Beth McKenna (saxophones, flute, clarinet, vocals): François Jalbert
(electric guitar, effects): Guillaume Martineau (piano, NORD, Wurlitzer,
Fender Rhodes): Olivier Babez (electric and upright bass): Peter Colantonio
(drums): Sarah Rossy (vocals)
Recorded April 2021, Studio MixArt
Intro: Beyond Here
Perspective
Interlude: Not Alone
Streets of Mexico City
Interlude: Finding A Place
Far from Familiar Ground
Tides
Divided to One
Interlude: Indifference
Letting Go
Interlude: Human Malfunction
Running Out
After the Storm
Ele(ctro)phant
Saxophonist, bandleader and composer Beth McKenna is a strong presence in
the Montreal scene and a punchy, galvanic performer. Her latest album was
written pre-Covid but recorded in April 2021 and shows her operating at a
high level with her equally youthful confreres.
Introductions and Interludes have become something of a near-ubiquitous
feature of recent jazz albums. They’re not something that appeal to me,
largely because they aren’t properly vehicles for improvisation, more
opportunities for compressed sonic contrasts. But here they are rather more
complex and interesting than one often finds – the Intro: Beyond Here, for instance, sees her sax taken to ethereal
heights and the first Interlude, Not Alone introduces her fine
flute playing. The richly expressive nature of the next interlude Finding a Place shows that McKenna has thought about the function
and value of these interludes and how they can successfully be integrated
into an album.
Her self-penned CD looks at issues such as planetary crisis and
autobiographical elements, yet other than relating this in her liner notes,
one would never know. This is a musical album not a polemical one and the
catchy hook of Perspective attests to the engaged sense of
vibrancy that she can generate from her material – along with electronica
and a vocalise in the mix. Guillaume Martineau’s funky keyboard enlivens Streets of Mexico City where the band’s ensemble sound is quite
markedly rock-drenched. McKenna’s response is a raunchy sax line with a
wailing Sarah Rossy vocal line on top to build up even more heat.
Lyricism co-exists with rock grooves, though as Far from Familiar Ground illustrates, its piano and sax styling is
refined and elegant. Perhaps the track that best shows McKenna’s quality of
building up and releasing tension is Tides, where colouristic
percussion, internal contrasts and clever incremental pressure building
generates great rewards and the music’s jubilant end is terrifically
energising. In Letting Go, her tone reminded me of Jan Garbarek –
the music’s lyric keening and warm romantic hues ushering in the piano’s
more urgent amplitude in a creative, sympathetic way.

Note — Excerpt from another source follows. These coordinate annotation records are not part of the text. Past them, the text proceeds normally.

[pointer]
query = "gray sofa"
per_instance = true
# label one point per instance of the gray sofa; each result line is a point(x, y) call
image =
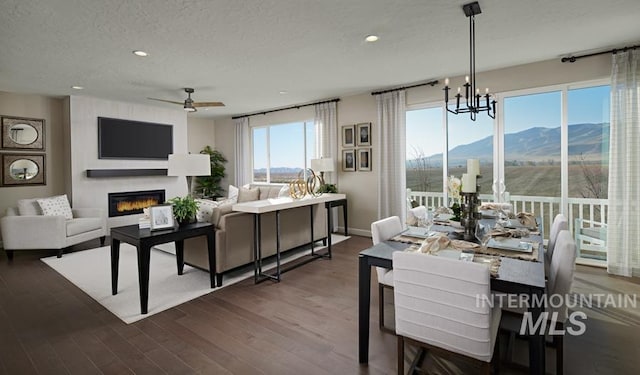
point(36, 231)
point(234, 234)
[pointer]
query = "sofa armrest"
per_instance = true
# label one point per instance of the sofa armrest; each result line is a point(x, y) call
point(88, 212)
point(33, 232)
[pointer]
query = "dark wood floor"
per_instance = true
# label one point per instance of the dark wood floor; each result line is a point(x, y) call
point(307, 324)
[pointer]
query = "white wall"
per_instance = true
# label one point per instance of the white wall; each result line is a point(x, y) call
point(361, 187)
point(200, 133)
point(83, 130)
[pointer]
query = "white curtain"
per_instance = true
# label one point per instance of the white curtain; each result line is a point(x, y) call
point(623, 231)
point(243, 171)
point(326, 123)
point(390, 157)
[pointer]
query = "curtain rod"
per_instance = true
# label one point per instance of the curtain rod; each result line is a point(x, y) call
point(430, 83)
point(613, 51)
point(286, 108)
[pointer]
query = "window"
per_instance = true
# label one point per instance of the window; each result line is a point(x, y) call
point(281, 151)
point(588, 119)
point(471, 140)
point(424, 150)
point(532, 144)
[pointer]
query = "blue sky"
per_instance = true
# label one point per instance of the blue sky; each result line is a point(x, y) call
point(424, 127)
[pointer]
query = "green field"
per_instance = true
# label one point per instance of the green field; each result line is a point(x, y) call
point(534, 180)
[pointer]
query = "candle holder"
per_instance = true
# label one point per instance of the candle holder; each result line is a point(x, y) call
point(469, 212)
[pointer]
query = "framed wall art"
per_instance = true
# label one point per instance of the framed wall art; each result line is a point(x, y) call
point(348, 136)
point(22, 133)
point(364, 159)
point(363, 134)
point(161, 216)
point(23, 169)
point(348, 160)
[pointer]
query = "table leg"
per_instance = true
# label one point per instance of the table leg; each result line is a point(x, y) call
point(278, 245)
point(344, 215)
point(144, 256)
point(537, 360)
point(329, 228)
point(364, 301)
point(211, 247)
point(180, 255)
point(311, 218)
point(115, 259)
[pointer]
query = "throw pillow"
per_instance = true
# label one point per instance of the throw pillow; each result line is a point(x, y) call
point(56, 206)
point(248, 195)
point(29, 207)
point(219, 211)
point(205, 210)
point(233, 193)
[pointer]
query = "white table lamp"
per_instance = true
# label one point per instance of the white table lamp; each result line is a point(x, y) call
point(189, 165)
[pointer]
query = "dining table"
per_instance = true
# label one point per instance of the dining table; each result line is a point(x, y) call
point(515, 276)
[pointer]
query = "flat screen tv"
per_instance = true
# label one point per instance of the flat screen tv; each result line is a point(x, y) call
point(126, 139)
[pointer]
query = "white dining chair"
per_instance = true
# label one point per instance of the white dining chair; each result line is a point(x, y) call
point(560, 223)
point(561, 272)
point(383, 230)
point(437, 307)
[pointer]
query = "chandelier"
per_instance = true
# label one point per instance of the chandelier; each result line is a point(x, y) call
point(475, 102)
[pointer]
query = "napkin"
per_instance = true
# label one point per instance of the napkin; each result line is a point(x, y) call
point(435, 243)
point(527, 219)
point(500, 231)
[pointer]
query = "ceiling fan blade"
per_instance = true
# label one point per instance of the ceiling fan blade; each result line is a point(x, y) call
point(167, 101)
point(208, 104)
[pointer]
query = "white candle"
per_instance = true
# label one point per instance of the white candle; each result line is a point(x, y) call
point(468, 183)
point(473, 167)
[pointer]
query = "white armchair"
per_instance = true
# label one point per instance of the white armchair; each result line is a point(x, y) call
point(30, 232)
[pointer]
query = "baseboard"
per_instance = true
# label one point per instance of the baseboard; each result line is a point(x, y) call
point(355, 231)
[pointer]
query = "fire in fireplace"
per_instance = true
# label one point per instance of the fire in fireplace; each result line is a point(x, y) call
point(132, 202)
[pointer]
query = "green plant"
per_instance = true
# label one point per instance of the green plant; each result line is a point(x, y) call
point(209, 186)
point(184, 209)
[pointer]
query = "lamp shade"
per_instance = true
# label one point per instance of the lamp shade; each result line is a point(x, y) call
point(322, 165)
point(189, 165)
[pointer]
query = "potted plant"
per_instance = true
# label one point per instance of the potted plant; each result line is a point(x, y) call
point(184, 209)
point(209, 186)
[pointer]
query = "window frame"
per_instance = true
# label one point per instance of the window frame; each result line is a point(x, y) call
point(267, 127)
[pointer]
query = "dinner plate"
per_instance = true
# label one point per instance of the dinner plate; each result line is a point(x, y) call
point(513, 244)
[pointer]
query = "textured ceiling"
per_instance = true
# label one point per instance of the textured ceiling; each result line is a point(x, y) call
point(244, 53)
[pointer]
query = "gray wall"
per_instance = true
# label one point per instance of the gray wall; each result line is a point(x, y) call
point(49, 109)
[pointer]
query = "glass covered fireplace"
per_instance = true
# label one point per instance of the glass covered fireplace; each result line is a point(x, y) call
point(132, 202)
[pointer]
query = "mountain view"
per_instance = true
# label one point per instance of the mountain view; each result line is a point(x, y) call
point(533, 144)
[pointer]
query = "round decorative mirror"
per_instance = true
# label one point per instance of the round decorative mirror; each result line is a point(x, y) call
point(23, 170)
point(23, 134)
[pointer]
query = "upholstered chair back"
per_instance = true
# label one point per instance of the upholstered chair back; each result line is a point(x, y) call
point(562, 268)
point(384, 229)
point(444, 302)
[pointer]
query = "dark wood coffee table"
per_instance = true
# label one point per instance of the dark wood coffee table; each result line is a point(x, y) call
point(144, 239)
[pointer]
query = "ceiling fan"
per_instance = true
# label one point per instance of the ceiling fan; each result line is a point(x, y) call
point(189, 104)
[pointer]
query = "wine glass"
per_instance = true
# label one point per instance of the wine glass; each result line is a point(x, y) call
point(483, 234)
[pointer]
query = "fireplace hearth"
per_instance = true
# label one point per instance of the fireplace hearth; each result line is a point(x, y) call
point(132, 202)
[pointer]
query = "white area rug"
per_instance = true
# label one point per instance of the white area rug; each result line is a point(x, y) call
point(90, 270)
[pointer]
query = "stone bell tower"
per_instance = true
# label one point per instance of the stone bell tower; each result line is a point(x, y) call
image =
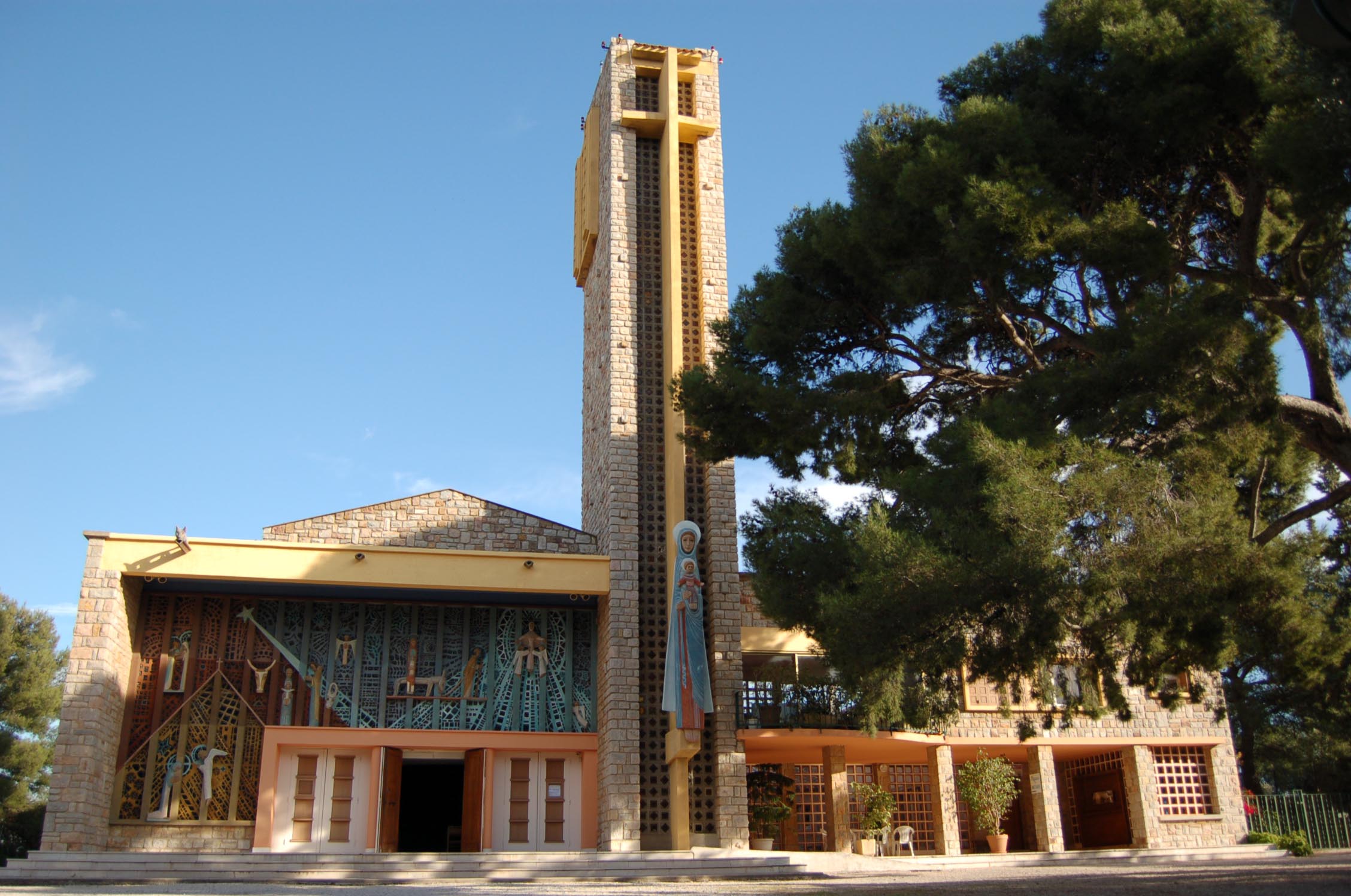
point(650, 252)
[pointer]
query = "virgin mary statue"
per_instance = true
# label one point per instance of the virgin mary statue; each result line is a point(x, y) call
point(687, 691)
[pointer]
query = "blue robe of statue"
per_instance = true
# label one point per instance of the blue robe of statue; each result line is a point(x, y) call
point(687, 691)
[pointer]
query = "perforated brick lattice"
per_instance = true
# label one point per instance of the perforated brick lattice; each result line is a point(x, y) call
point(703, 767)
point(652, 498)
point(685, 98)
point(1183, 776)
point(810, 806)
point(857, 775)
point(646, 93)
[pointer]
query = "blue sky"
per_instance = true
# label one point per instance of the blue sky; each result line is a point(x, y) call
point(262, 261)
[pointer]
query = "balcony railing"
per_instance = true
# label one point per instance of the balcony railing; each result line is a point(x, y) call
point(819, 706)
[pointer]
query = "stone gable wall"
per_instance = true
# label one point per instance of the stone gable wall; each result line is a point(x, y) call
point(446, 519)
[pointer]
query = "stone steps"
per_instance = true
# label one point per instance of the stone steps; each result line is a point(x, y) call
point(395, 868)
point(388, 868)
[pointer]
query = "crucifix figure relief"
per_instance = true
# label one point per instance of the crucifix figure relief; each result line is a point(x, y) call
point(467, 679)
point(345, 646)
point(261, 675)
point(288, 691)
point(176, 668)
point(530, 647)
point(315, 682)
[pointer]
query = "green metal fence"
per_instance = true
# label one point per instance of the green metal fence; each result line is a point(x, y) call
point(1326, 818)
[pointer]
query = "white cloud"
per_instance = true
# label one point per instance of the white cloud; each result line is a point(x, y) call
point(335, 465)
point(122, 319)
point(32, 373)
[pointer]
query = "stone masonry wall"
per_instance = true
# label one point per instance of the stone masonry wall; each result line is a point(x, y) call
point(445, 519)
point(723, 582)
point(1150, 721)
point(98, 677)
point(610, 460)
point(181, 839)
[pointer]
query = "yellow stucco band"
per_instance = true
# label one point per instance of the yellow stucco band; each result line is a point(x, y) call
point(380, 567)
point(776, 641)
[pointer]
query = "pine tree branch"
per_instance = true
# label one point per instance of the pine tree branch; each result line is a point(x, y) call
point(1312, 508)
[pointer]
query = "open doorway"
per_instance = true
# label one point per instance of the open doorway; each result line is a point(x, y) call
point(431, 810)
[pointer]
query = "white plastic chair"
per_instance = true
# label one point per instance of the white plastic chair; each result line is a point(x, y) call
point(904, 836)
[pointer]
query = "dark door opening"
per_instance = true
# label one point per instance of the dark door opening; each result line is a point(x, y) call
point(431, 806)
point(1100, 800)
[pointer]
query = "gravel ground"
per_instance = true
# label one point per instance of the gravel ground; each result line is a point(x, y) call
point(1323, 875)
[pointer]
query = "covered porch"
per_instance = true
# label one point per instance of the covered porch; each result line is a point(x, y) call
point(1073, 794)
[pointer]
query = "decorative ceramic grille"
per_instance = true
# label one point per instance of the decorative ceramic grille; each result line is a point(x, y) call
point(362, 652)
point(199, 767)
point(810, 806)
point(1183, 777)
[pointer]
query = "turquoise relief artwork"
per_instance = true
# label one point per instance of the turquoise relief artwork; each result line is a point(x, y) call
point(440, 667)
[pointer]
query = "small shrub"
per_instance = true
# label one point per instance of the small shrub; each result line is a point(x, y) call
point(1297, 842)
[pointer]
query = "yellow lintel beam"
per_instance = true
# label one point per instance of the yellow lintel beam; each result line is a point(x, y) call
point(646, 123)
point(690, 129)
point(430, 568)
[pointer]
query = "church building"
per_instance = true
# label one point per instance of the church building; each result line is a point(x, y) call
point(442, 673)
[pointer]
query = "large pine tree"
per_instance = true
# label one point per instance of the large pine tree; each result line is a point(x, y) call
point(1045, 329)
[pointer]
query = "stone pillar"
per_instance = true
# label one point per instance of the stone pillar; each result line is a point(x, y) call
point(1228, 794)
point(838, 839)
point(1142, 799)
point(84, 761)
point(1046, 799)
point(947, 837)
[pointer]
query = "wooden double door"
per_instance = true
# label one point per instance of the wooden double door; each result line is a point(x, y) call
point(535, 802)
point(323, 802)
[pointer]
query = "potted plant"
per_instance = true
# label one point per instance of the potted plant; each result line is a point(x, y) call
point(989, 787)
point(876, 825)
point(771, 803)
point(816, 703)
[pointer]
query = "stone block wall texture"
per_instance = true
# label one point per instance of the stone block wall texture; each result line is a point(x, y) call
point(947, 834)
point(610, 461)
point(181, 839)
point(446, 519)
point(1046, 799)
point(98, 679)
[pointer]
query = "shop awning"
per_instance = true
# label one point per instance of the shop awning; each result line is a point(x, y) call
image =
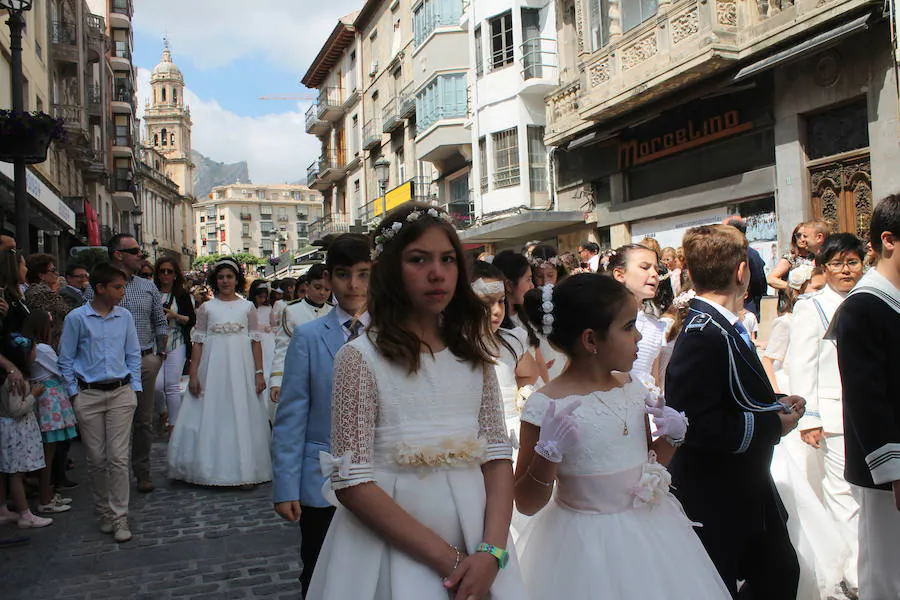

The raunchy, funky sides of her musical armoury fuse with blues-rich
elements in Running Out – the last element incarnated in the piano
solo in particular. All these qualities are held in fine balance. François
Jalbert really comes to the fore in After the Storm with a strong
electric guitar solo, the piano picking up his vibe and McKenna herself
taking off on tenor, coiling and twisting in so serpentine a way I thought
she would never untwist herself. She does. There’s a bit of deliberate rock
distortion on this track and it’s by far the rockiest groove in the album.
But the most ‘out there’ is the last track, Ele(ctro)phant with
wa-wa electric guitar and a hard pumping rhythm courtesy of bassist Olivier
Babez and drummer Peter Colantonio.
McKenna covers some stylistic ground. Tonally in the upper register she may
suggest Garbarek from time to time but her tenor playing is no-holds-barred
and she has clearly listened to Pat Metheny and Brad Mehldau. She and her
colleagues embrace both the song and the sweat of a hard swinging,
rock-tinged and funkily fuelled small band.